A pesquisa contou com a participação de 74 mulheres de comunidades rurais e tradicionais (53% quilombolas; 32% agricultoras familiares e 15% de comunidades de fundo de pasto) residentes em 23 comunidades pertencentes a 11 cidades do interior dos estados de Pernambuco, Bahia e Ceará. Por meio de ligações telefônicas e aplicativo de mensagens, as entrevistadas compartilharam suas histórias com as pesquisadoras no período de junho a agosto de 2020.
“A maioria das mulheres participantes era negra (87%), casada ou se encontrava em união estável (70%). Quanto à ocupação, 82% das entrevistadas são agricultoras, porém, destas 23% dividem essa ocupação com outras, tais como professora, dona de casa, artesã, empregada doméstica, lavadeira e padeira.

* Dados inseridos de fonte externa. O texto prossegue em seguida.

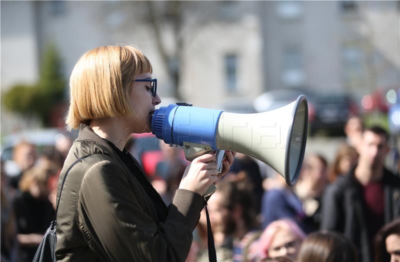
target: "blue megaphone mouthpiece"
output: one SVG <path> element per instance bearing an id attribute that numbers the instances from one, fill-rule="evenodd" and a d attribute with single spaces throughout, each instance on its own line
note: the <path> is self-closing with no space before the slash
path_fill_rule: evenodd
<path id="1" fill-rule="evenodd" d="M 184 142 L 208 145 L 216 149 L 216 134 L 222 110 L 171 104 L 156 110 L 152 132 L 166 144 L 183 146 Z"/>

Também são maioria quando se refere à referência financeira na família (50%), uma vez que a sua principal renda estável é proveniente do Programa Bolsa Família (PBF)”, conta Bárbara, que também é pesquisadora do Grupo de Estudos em Análises de Modelagem, Etnobiologia, Ecologia e Ecofeminismos (Geames), vinculado ao Colegiado de Ciências Biológicas (CCBIO) da Univasf.

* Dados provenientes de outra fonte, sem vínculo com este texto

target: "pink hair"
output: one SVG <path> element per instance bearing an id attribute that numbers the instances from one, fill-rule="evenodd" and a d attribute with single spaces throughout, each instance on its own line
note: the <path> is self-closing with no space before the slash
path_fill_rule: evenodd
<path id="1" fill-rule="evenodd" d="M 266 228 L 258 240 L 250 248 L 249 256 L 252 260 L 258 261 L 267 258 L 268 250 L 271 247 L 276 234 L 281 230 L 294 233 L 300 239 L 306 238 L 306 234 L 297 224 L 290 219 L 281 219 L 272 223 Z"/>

O estudo contou ainda com a participação de outras pesquisadoras que integram a Rede Interdisciplinar de Mulheres Acadêmicas do Semiárido (RIMAS): Rebeca Mascarenhas Fonseca Barreto, professora do CCBIO e coordenadora do Geames; Nicole Pontes, professora da UFRPE; e Shana Sieber Sampaio, pesquisadora do DADÁ: Grupo de Pesquisa em Relações de Gênero, Sexualidade e Saúde da UFRPE, Unidade Acadêmica de Serra Talhada (PE). A professora Rebeca Barreto destaca que o prêmio é importante para trazer maior visibilidade para a área do estudo, que foi a região Nordeste e para as Universidades que participaram da pesquisa. “Além disso, demonstra a relevância do tema da pesquisa, que foram as mulheres residentes na zona rural, muitas vezes invisibilizadas pela meio acadêmico e científico”, afirma a coordenadora do Geames, que é vinculado ao Laboratório de Zoologia dos Vertebrados da Univasf.
A premiação do IX Concurso Anual Sudamericano para Jóvenes: Derechos Campesinos y Dinámicas Territoriales em Tiempos del Covid-19 foi realizada no último dia 11 de março em La Paz, capital da Bolívia, onde está localizado o IPDRS, uma organização da sociedade civil criada em 2009, que visa promover parcerias e ações de desenvolvimento rural de base campesina e indígena na América do Sul. Em virtude da pandemia, as pesquisadoras brasileiras não participaram presencialmente da cerimônia de entrega do prêmio.
Bárbara atribui a conquista do primeiro lugar na categoria Ensaio a toda a equipe de pesquisadoras envolvidas com o estudo, apesar de algumas não terem participado do concurso devido a restrições de faixa etária estabelecidas pelos organizadores.
“Vejo o prêmio como um estímulo para dar continuidade às pesquisas com as mulheres do campo. A premiação é de toda a equipe que participou e de todas as mulheres que disponibilizam seu tempo, mesmo com muitas tarefas em casa e no campo e com toda a problemática da pandemia, para participar da pesquisa. Quando falo em estímulo para continuar, falo não só da importância acadêmica, mas também a de estimular essas mulheres a lutar pelos seus direitos e participar de maneira ativa das decisões do Estado que possam influenciar, direta ou indiretamente, nas suas rotinas”, conclui a pesquisadora.